W związku z nowym zamówieniem pracę przy produkcji znajdzie 900 pracowników. Reszta załogi - około 100 osób - zostanie zwolniona do końca maja.
Staramy się ograniczyć koszty wszędzie, gdzie to jest możliwe. Oddaliśmy 20 samochodów zakupionych w leasingu, którymi poruszało się ścisłe kierownictwo firmy. Zwolniony został także zarząd spółki oraz dyrekcja, na których uposażenie wydawano duże kwoty. Może tym sposobem uda się uratować firmę - tłumaczyła syndyk.
Po podpisaniu umowy z firmą Cevital syndyk zakładów FagorMastercook wystąpiła także do sądu o przedłużenie zgody na prowadzenie działalności gospodarczej o kolejne trzy miesiące.
Problemy FagorMastercook rozpoczęły się wraz ze wstrzymaniem produkcji na początku października 2013 r. Od tej pory pracownicy fabryki są na przymusowych urlopach. Było to związane z kłopotami finansowymi, które przeżywała wówczas hiszpańska spółka-matka Fagor Electrodomsticos. Zarówno wrocławska fabryka, jak i jej hiszpański parter złożyły wnioski o upadłość układową w sądzie w San Sebastian, które zostały pozytywnie rozpatrzone.
W lutym 2014 wrocławski sąd gospodarczy wszczął wtórne postępowanie upadłościowe FagorMastercook. Ponieważ w Hiszpanii została już ogłoszona upadłość układowa Fagor Electrodomesticos, do której należą wrocławskie zakłady, w Polsce miało ono charakter likwidacyjny. Jednak decyzją sądu likwidacja spółki została zawieszona na trzy miesiące. Była ona podyktowana tym, żeby umożliwić uratowanie przedsiębiorstwa i jego sprzedaż w całości, co według sądu powinno być najlepszym rozwiązaniem dla wierzycieli i pracowników firmy.

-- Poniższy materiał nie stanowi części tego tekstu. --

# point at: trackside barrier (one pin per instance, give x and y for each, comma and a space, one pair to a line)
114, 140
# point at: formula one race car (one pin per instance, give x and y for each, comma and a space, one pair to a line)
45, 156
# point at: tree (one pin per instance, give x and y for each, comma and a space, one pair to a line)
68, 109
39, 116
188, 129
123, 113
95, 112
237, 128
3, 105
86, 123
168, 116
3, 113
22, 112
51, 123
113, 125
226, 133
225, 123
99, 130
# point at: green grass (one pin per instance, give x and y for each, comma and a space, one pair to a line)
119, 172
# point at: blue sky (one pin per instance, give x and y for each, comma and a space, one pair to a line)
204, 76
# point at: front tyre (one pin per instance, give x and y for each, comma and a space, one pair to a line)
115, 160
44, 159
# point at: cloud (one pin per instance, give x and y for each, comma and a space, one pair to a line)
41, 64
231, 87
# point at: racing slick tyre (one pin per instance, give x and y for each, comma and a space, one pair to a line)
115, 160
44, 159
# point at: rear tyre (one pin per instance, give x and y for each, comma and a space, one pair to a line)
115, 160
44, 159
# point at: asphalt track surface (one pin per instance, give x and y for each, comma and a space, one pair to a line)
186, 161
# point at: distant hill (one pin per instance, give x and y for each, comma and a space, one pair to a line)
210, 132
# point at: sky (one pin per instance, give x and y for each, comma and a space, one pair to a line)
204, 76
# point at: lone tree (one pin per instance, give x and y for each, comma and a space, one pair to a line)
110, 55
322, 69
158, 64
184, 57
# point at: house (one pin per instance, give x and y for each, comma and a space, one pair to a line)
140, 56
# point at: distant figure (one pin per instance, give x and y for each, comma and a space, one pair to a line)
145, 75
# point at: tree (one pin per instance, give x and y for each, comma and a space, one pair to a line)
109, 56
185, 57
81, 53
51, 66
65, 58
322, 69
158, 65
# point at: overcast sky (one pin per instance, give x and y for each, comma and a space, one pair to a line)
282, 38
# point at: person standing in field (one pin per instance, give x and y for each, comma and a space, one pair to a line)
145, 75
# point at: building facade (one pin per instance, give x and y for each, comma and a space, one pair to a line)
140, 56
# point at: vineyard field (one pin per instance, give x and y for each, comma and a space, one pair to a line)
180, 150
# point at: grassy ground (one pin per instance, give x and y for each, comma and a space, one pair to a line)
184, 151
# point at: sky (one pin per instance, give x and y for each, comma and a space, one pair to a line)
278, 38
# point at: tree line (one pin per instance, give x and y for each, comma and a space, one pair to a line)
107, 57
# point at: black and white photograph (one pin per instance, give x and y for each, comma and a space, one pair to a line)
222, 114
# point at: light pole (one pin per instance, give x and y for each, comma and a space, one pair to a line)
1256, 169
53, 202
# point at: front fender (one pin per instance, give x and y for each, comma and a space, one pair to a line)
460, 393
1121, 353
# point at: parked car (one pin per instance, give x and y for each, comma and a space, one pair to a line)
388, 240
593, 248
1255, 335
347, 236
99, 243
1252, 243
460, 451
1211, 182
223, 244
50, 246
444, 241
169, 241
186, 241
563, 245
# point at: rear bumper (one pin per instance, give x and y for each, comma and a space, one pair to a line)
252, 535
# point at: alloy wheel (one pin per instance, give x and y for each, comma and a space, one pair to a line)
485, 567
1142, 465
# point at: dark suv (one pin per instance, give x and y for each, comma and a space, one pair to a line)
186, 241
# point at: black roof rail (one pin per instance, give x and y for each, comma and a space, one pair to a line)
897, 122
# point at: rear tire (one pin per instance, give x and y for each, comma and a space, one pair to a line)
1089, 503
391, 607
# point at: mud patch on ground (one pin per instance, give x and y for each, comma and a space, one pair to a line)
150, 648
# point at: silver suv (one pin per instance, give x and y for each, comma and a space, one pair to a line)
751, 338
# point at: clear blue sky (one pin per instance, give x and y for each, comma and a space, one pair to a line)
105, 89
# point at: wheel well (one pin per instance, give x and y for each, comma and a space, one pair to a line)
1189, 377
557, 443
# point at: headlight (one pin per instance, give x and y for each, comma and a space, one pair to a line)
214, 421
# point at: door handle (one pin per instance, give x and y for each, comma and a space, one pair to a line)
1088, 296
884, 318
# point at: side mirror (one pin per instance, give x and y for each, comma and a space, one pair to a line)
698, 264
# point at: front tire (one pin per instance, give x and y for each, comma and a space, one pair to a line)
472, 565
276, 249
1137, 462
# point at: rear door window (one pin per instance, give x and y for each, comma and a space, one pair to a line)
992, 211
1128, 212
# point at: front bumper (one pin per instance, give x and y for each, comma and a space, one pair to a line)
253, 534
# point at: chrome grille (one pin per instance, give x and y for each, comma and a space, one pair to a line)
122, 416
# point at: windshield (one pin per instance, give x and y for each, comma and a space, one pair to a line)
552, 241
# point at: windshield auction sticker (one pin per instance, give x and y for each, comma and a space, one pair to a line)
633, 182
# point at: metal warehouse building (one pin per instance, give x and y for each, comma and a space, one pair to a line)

Na początku kwietnia syndyk FagorMastercook ogłosiła, że w związku ze skrajnie trudną sytuacją spółki oraz brakiem stałych zamówień rynkowych, do końca maja zostanie zwolnionych blisko 1120 pracowników firmy z prawie 1200 zatrudnionych. Pod koniec kwietnia w ramach zwolnień grupowych pracę straciło 130 osób.